Le confesseur et la pénitente gardèrent un douloureux silence. Mais bientôt Consuelo, se rappelant les accusations de Supperville, fut pénétrée d’horreur. Ce vieillard dont la présence la remplissait de vénération, se prêtait-il à une machination infernale ? exploitait-il la vertu et la sensibilité de l’infortunée Consuelo pour la jeter dans les bras d’un misérable imposteur ? Elle releva la tête et, pâle d’épouvante, l’œil sec, la bouche tremblante, elle essaya de percer du regard ce masque impassible qui lui cachait peut-être la pâleur d’un coupable, ou le rire diabolique d’un scélérat.

« Albert est vivant ? dit-elle ; en êtes-vous bien sûr, monsieur ? Savez-vous qu’il y a un homme qui lui ressemble, et que moi-même j’ai cru voir Albert en le voyant.

— Je sais tout ce roman absurde, répondit le vieillard d’un ton calme, je sais toutes les folies que Supperville a imaginées pour se disculper du crime de lèse-science qu’il a commis en faisant porter dans le sépulcre un homme endormi. Deux mots feront écrouler cet échafaudage de folies. Le premier, c’est que Supperville a été jugé incapable de dépasser les grades insignifiants des sociétés secrètes dont nous avons la direction suprême, et que sa vanité blessée, jointe à une curiosité maladive et indiscrète, n’a pu supporter cet outrage. Le second, c’est que le comte Albert n’a jamais songé à réclamer son héritage, qu’il y a volontairement renoncé, et que jamais il ne consentirait à reprendre son nom et son rang dans le monde. Il ne pourrait plus le faire sans soulever des discussions scandaleuses sur son identité, que sa fierté ne supporterait pas. Il a peut-être mal compris ses véritables devoirs en renonçant pour ainsi dire à lui-même. Il eût pu faire de sa fortune un meilleur usage que ses héritiers. Il s’est retranché un des moyens de pratiquer la charité que la Providence lui avait mis entre les mains ; mais il lui en reste assez d’autres, et d’ailleurs la voix de son amour a été plus forte en ceci que celle de sa conscience. Il s’est rappelé que vous ne l’aviez pas aimé, précisément parce qu’il était riche et noble. Il a voulu abjurer sans retour possible sa fortune et son nom. Il l’a fait, et nous l’avons permis. Maintenant vous ne l’aimez pas, vous en aimez un autre. Il ne réclamera jamais de vous le titre d’époux, qu’il n’a dû, à son agonie, qu’à votre compassion. Il aura le courage de renoncer à vous. Nous n’avons pas d’autre pouvoir sur celui que vous appelez Liverani et sur vous, que celui de la persuasion. Si vous voulez fuir ensemble, nous ne pouvons l’empêcher. Nous n’avons ni cachots, ni contraintes, ni peines corporelles à notre service, quoi qu’un serviteur crédule et craintif ait pu vous dire à cet égard ; nous haïssons les moyens de la tyrannie. Votre sort est dans vos mains. Allez faire vos réflexions encore une fois, pauvre Consuelo, et que Dieu vous inspire ! »
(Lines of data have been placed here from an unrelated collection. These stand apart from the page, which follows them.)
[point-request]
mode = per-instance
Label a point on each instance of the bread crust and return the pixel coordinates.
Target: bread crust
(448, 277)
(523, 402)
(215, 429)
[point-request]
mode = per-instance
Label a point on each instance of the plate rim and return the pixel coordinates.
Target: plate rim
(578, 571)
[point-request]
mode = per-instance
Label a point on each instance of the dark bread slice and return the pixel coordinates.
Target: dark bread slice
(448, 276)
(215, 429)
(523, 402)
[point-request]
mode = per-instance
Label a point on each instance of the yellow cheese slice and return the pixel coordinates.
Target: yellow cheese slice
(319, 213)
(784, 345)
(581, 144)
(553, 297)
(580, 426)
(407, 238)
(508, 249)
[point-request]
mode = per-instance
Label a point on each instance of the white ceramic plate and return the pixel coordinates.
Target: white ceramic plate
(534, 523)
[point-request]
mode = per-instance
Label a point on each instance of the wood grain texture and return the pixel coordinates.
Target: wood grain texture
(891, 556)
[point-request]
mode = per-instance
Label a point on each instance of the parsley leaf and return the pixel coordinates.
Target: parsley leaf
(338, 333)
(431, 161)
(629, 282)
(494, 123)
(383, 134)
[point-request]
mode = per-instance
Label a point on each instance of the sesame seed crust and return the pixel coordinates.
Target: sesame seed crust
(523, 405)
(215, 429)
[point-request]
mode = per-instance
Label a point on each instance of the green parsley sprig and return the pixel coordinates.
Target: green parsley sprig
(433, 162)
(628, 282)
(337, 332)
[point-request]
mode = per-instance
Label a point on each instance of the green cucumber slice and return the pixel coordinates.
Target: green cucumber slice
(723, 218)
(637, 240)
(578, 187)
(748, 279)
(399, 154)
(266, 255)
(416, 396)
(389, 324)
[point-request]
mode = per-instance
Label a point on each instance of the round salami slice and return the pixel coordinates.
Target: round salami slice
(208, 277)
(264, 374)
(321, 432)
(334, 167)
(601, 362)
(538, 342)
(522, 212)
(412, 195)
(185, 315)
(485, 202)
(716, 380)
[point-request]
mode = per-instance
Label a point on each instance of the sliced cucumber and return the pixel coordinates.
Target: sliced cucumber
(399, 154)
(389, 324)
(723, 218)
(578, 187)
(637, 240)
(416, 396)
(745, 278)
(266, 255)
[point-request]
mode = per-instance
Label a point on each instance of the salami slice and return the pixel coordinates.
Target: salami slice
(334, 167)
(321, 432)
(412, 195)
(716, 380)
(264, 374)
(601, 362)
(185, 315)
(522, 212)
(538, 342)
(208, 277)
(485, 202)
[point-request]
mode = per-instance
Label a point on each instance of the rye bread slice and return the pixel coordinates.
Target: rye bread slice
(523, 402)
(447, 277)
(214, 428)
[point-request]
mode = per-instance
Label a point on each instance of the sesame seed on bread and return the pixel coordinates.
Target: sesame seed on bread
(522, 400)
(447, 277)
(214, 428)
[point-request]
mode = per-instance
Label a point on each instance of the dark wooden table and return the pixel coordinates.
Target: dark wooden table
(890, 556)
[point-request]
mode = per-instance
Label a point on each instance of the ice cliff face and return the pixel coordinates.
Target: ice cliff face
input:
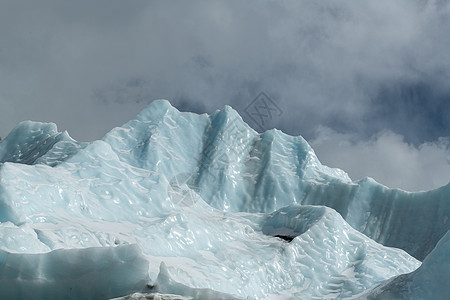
(202, 206)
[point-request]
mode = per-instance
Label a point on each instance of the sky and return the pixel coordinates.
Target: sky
(367, 83)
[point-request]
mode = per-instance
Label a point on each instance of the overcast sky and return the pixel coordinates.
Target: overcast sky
(367, 83)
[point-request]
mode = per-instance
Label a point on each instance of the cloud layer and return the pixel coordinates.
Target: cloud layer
(359, 67)
(387, 158)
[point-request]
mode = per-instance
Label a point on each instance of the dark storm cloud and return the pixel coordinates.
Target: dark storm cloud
(359, 67)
Consuelo avait écouté ce discours avec une profonde stupeur. Quand le vieillard eut fini, elle se leva et dit avec énergie :

« Je n’ai pas besoin de réfléchir, mon choix est fait. Albert est-il ici ? conduisez-moi à ses pieds.
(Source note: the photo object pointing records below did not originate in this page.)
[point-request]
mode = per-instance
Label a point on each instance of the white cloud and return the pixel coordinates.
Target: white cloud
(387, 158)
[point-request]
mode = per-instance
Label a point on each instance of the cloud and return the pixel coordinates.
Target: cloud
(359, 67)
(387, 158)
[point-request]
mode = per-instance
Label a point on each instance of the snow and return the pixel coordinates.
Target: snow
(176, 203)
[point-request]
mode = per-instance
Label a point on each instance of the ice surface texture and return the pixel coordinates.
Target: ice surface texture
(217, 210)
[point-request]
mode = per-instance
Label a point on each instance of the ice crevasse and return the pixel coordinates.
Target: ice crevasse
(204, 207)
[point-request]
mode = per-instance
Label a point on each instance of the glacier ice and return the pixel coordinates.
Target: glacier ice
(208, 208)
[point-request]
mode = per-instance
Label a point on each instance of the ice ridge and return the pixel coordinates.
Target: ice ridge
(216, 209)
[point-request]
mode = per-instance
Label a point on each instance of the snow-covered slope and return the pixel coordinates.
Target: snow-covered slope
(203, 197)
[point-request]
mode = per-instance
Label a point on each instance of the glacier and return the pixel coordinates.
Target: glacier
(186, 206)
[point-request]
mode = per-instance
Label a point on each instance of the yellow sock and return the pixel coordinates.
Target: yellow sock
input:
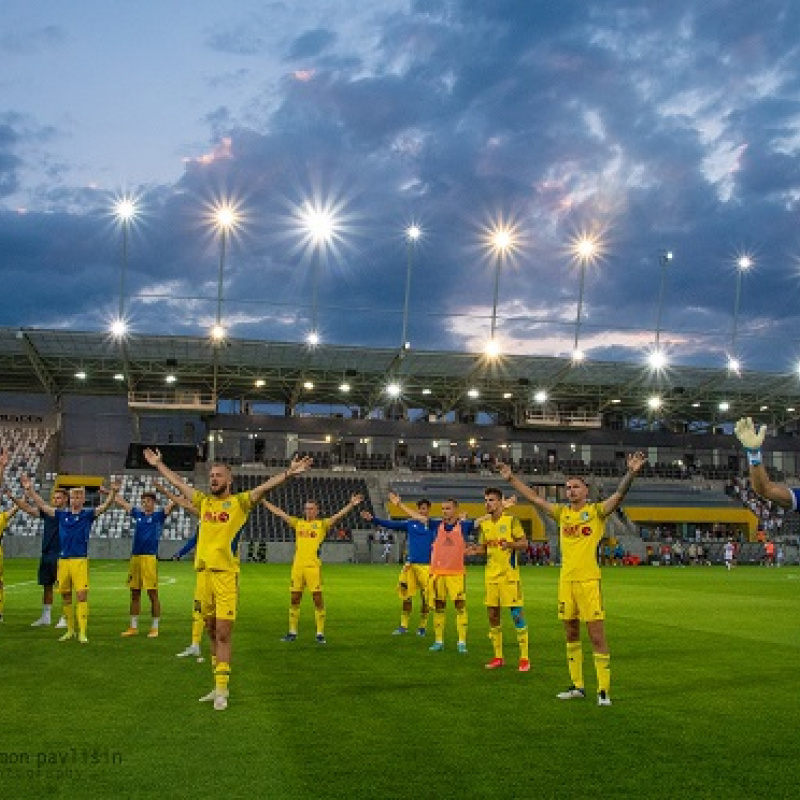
(522, 640)
(496, 635)
(197, 629)
(575, 663)
(602, 665)
(69, 615)
(461, 624)
(438, 625)
(319, 618)
(294, 618)
(222, 674)
(83, 615)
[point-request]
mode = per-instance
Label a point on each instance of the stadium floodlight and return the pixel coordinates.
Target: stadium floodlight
(503, 240)
(665, 259)
(412, 235)
(125, 210)
(586, 249)
(744, 262)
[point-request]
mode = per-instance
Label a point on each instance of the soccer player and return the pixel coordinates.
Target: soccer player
(74, 527)
(48, 561)
(753, 439)
(415, 574)
(143, 572)
(5, 518)
(309, 533)
(501, 540)
(448, 573)
(222, 517)
(581, 526)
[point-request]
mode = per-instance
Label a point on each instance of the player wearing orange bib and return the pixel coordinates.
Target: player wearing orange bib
(222, 517)
(307, 567)
(581, 526)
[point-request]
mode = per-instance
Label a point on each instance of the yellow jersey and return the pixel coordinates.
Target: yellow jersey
(309, 536)
(221, 523)
(580, 533)
(501, 565)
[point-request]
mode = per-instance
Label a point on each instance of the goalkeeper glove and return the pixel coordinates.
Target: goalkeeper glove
(751, 438)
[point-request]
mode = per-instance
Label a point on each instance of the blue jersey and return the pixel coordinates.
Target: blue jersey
(420, 538)
(147, 532)
(73, 532)
(50, 540)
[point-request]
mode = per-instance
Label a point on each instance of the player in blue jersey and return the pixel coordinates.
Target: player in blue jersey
(415, 575)
(143, 572)
(48, 562)
(74, 527)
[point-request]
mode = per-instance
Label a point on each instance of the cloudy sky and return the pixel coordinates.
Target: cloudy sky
(654, 126)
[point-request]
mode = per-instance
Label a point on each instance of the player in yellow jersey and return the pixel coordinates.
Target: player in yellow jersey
(502, 540)
(310, 533)
(222, 517)
(581, 526)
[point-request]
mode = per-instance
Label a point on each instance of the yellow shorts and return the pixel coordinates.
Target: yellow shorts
(452, 586)
(73, 575)
(217, 593)
(303, 577)
(414, 578)
(581, 600)
(504, 594)
(143, 573)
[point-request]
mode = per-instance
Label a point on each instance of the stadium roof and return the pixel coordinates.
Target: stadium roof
(34, 360)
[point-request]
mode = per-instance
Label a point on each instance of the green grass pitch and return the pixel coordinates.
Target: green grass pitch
(705, 686)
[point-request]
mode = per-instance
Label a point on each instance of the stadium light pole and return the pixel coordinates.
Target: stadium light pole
(124, 210)
(585, 250)
(665, 257)
(320, 225)
(413, 232)
(743, 264)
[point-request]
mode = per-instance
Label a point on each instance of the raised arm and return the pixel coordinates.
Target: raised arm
(175, 500)
(21, 504)
(278, 512)
(752, 439)
(109, 501)
(635, 462)
(297, 466)
(355, 500)
(395, 500)
(525, 490)
(154, 459)
(27, 485)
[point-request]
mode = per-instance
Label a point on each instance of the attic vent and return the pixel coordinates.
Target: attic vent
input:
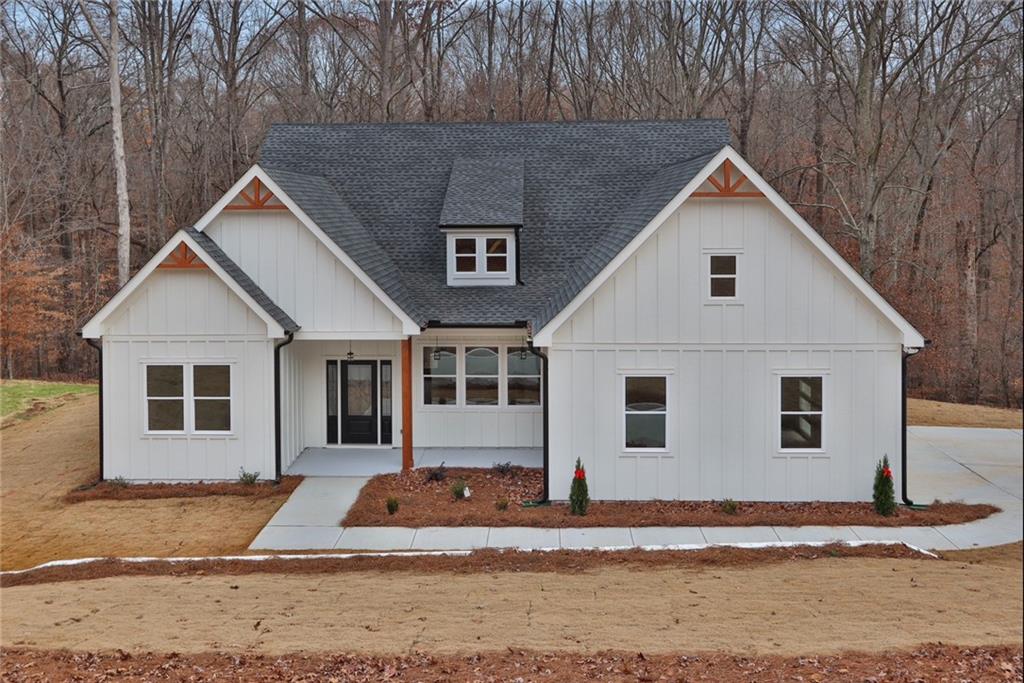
(483, 193)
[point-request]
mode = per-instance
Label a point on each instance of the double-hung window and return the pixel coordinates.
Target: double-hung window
(646, 403)
(205, 389)
(439, 375)
(722, 275)
(802, 411)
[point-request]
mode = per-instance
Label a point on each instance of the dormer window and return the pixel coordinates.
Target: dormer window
(480, 258)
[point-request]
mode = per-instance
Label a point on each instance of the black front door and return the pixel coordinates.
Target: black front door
(358, 401)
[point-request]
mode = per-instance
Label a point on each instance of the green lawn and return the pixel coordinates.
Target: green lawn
(16, 395)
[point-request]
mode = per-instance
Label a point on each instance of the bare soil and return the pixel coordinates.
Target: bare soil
(568, 561)
(821, 607)
(424, 503)
(41, 459)
(928, 663)
(938, 414)
(113, 491)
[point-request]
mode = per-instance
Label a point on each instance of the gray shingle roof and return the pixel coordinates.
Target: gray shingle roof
(483, 191)
(588, 187)
(244, 281)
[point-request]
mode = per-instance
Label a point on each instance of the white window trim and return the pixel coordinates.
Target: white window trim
(188, 414)
(777, 404)
(461, 404)
(481, 276)
(709, 276)
(667, 375)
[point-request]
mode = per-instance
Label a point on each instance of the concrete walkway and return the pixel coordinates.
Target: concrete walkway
(947, 464)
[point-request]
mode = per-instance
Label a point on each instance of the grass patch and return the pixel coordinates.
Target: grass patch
(20, 397)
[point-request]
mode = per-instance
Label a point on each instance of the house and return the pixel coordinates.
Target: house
(630, 293)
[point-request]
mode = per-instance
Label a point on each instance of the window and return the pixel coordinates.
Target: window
(439, 373)
(207, 388)
(801, 413)
(646, 412)
(483, 259)
(165, 398)
(523, 377)
(498, 251)
(481, 376)
(722, 274)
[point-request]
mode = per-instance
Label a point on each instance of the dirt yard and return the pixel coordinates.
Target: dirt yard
(429, 503)
(818, 606)
(43, 458)
(938, 414)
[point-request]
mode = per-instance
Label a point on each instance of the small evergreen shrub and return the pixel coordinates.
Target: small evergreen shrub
(505, 469)
(438, 473)
(885, 493)
(459, 489)
(579, 495)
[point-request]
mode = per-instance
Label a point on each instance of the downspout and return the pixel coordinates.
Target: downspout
(99, 354)
(289, 338)
(545, 498)
(903, 457)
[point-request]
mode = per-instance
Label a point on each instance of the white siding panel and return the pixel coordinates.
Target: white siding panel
(795, 312)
— Albert n’est point ici. Il ne pouvait être témoin de cette lutte. Il ignore même la crise que vous subissez à cette heure.
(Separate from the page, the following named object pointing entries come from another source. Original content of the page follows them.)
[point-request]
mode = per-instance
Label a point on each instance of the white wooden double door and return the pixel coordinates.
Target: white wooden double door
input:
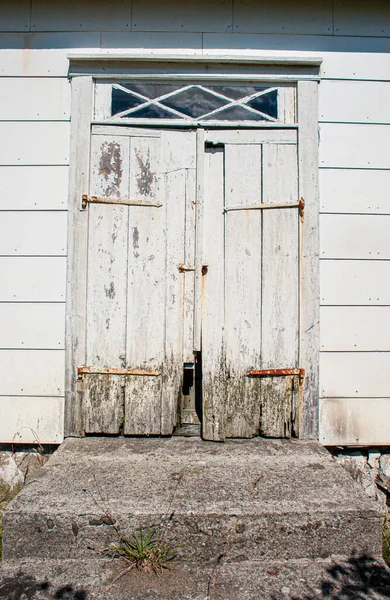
(184, 256)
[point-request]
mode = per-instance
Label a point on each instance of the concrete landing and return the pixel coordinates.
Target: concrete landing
(249, 509)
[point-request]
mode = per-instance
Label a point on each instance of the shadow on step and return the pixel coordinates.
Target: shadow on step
(359, 578)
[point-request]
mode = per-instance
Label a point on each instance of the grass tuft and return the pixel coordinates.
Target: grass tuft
(144, 550)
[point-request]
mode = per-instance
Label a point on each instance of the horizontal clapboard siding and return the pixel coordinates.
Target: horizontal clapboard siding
(31, 419)
(32, 372)
(353, 38)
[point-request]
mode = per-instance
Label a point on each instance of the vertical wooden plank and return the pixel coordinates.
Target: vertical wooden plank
(199, 216)
(178, 152)
(82, 101)
(146, 289)
(243, 186)
(107, 253)
(106, 285)
(212, 293)
(309, 305)
(103, 403)
(280, 286)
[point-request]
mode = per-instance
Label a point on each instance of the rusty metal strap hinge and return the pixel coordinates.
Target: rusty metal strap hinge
(276, 372)
(113, 200)
(141, 372)
(300, 204)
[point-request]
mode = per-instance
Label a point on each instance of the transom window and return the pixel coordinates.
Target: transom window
(192, 102)
(196, 101)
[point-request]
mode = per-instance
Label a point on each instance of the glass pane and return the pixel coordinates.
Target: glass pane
(121, 101)
(152, 90)
(236, 92)
(235, 113)
(152, 112)
(194, 102)
(268, 104)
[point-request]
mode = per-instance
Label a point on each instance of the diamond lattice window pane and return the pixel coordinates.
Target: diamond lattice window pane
(267, 103)
(236, 92)
(152, 111)
(122, 101)
(194, 102)
(235, 113)
(152, 90)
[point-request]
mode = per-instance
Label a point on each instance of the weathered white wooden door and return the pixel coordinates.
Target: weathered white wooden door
(152, 194)
(250, 292)
(139, 294)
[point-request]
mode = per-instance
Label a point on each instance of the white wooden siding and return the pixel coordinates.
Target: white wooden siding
(354, 102)
(33, 143)
(32, 372)
(32, 326)
(355, 328)
(355, 374)
(34, 99)
(355, 236)
(31, 419)
(354, 146)
(33, 233)
(279, 16)
(353, 94)
(32, 279)
(354, 191)
(362, 18)
(355, 422)
(34, 188)
(355, 282)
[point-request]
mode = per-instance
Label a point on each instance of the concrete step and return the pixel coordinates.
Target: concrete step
(245, 500)
(303, 579)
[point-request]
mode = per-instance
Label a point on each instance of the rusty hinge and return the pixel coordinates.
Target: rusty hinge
(276, 372)
(113, 200)
(104, 371)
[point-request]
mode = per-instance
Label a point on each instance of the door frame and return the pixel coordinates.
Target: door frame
(304, 72)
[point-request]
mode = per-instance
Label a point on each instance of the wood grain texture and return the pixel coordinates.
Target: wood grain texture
(82, 102)
(243, 277)
(213, 347)
(103, 403)
(309, 267)
(280, 287)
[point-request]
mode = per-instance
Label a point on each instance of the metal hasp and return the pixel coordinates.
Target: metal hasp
(92, 371)
(276, 372)
(262, 206)
(114, 200)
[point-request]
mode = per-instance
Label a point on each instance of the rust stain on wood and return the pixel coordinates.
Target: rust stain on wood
(110, 166)
(107, 371)
(146, 178)
(275, 372)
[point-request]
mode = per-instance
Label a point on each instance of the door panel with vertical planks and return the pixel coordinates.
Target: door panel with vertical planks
(251, 288)
(141, 197)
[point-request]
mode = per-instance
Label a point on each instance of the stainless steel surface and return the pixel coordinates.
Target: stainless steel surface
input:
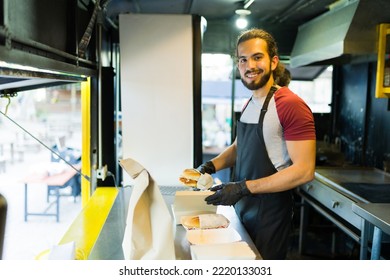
(328, 194)
(340, 33)
(109, 243)
(377, 214)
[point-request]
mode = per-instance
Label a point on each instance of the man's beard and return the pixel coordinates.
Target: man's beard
(256, 85)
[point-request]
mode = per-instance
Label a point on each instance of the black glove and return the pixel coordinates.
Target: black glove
(228, 194)
(207, 167)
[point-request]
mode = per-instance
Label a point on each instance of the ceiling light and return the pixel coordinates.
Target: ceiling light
(242, 21)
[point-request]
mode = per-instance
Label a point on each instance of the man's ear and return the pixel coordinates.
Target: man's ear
(274, 62)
— Ô mon cher Albert ! s’écria Consuelo en levant les bras vers le ciel, j’en sortirai victorieuse. » Puis s’agenouillant devant le vieillard : « Mon père, dit-elle, absolvez-moi, et aidez-moi à ne jamais revoir ce Liverani ; je ne veux plus l’aimer, je ne l’aimerai plus. »

Le vieillard étendit ses mains tremblotantes sur la tête de Consuelo ; mais lorsqu’il les retira, elle ne put se relever. Elle avait refoulé ses sanglots dans son sein, et brisée par un combat au-dessus de ses forces, elle fut forcée de s’appuyer sur le bras du confesseur pour sortir de l’oratoire.